The Jerusalem municipality has said it plans to approve 800 new homes in Jewish-populated areas of east Jerusalem in the coming month, a move that could complicate U.S. President Donald Trump’s attempt to restart peace talks.
The housing would be the first approved in east Jerusalem since Trump called on Israeli Prime Minister Benjamin Netanyahu to curb settlement construction in February.
Trump’s son-in-law and adviser Jared Kushner arrived in Israel last month and sat down with Israeli and Palestinian leaders in an effort to help kick-start long-dormant negotiations.

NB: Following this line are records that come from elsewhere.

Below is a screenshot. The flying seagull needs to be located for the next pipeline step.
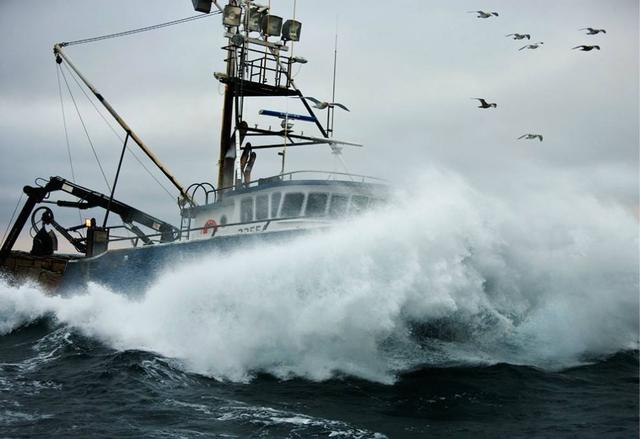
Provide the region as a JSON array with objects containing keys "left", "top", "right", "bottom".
[
  {"left": 579, "top": 27, "right": 606, "bottom": 35},
  {"left": 519, "top": 42, "right": 544, "bottom": 50},
  {"left": 518, "top": 134, "right": 543, "bottom": 142},
  {"left": 304, "top": 96, "right": 350, "bottom": 112},
  {"left": 573, "top": 45, "right": 600, "bottom": 51},
  {"left": 472, "top": 98, "right": 497, "bottom": 109},
  {"left": 506, "top": 33, "right": 531, "bottom": 40},
  {"left": 468, "top": 10, "right": 499, "bottom": 18}
]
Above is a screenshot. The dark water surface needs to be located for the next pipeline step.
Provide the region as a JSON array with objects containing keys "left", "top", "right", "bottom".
[{"left": 1, "top": 320, "right": 637, "bottom": 438}]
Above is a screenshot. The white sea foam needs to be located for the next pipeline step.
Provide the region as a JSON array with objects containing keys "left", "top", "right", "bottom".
[
  {"left": 165, "top": 399, "right": 385, "bottom": 438},
  {"left": 0, "top": 170, "right": 637, "bottom": 383}
]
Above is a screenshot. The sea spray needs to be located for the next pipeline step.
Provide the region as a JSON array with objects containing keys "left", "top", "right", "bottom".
[{"left": 0, "top": 171, "right": 637, "bottom": 383}]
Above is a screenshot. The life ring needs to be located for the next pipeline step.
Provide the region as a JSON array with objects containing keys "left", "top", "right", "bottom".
[{"left": 202, "top": 219, "right": 218, "bottom": 235}]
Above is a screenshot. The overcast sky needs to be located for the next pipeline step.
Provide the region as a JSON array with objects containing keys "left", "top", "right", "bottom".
[{"left": 0, "top": 0, "right": 637, "bottom": 251}]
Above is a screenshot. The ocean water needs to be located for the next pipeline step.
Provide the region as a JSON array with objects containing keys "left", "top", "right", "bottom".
[{"left": 1, "top": 172, "right": 638, "bottom": 438}]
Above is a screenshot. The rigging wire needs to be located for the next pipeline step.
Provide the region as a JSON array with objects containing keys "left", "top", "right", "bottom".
[
  {"left": 60, "top": 12, "right": 221, "bottom": 47},
  {"left": 63, "top": 63, "right": 177, "bottom": 202},
  {"left": 56, "top": 64, "right": 83, "bottom": 225},
  {"left": 56, "top": 65, "right": 77, "bottom": 183},
  {"left": 1, "top": 193, "right": 24, "bottom": 246},
  {"left": 52, "top": 10, "right": 223, "bottom": 202},
  {"left": 59, "top": 64, "right": 112, "bottom": 193}
]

Kushner discussed potential actions to make progress toward “a genuine and lasting peace” between Israelis and Palestinians during his meeting with Netanyahu. But amid deep disagreements between the sides, he has not yet said how he plans to proceed.
After the Israeli announcement, the White House issued a statement saying: “President Trump has publicly and privately expressed his concerns regarding settlements, and the administration has made clear that unrestrained settlement activity does not advance the prospect for peace. At the same time, the administration recognizes that past demands for a settlement freeze have not helped advance peace talks.”
“As we have demonstrated in recent trips and conversations with the parties, the Trump Administration is committed to and focused on doing everything possible to advance the prospects of a historic, conflict-ending agreement between Israelis and Palestinians,” the statement added.
City Hall said it will approve the 800 units in an upcoming planning committee meeting, along with 114 units in Arab neighborhoods.
Jerusalem Mayor Nir Barkat said in a statement that construction in Jerusalem is “essential, important and will continue full force.”
Israel captured east Jerusalem during the 1967 Mideast war and annexed it, but the international community doesn’t recognize Israeli sovereignty. Palestinians hope to establish their capital of a future state in east Jerusalem.
Senior Palestinian negotiator Saeb Erekat said Israel’s move constituted “deliberate sabotage” of Trump’s efforts to restart peace talks.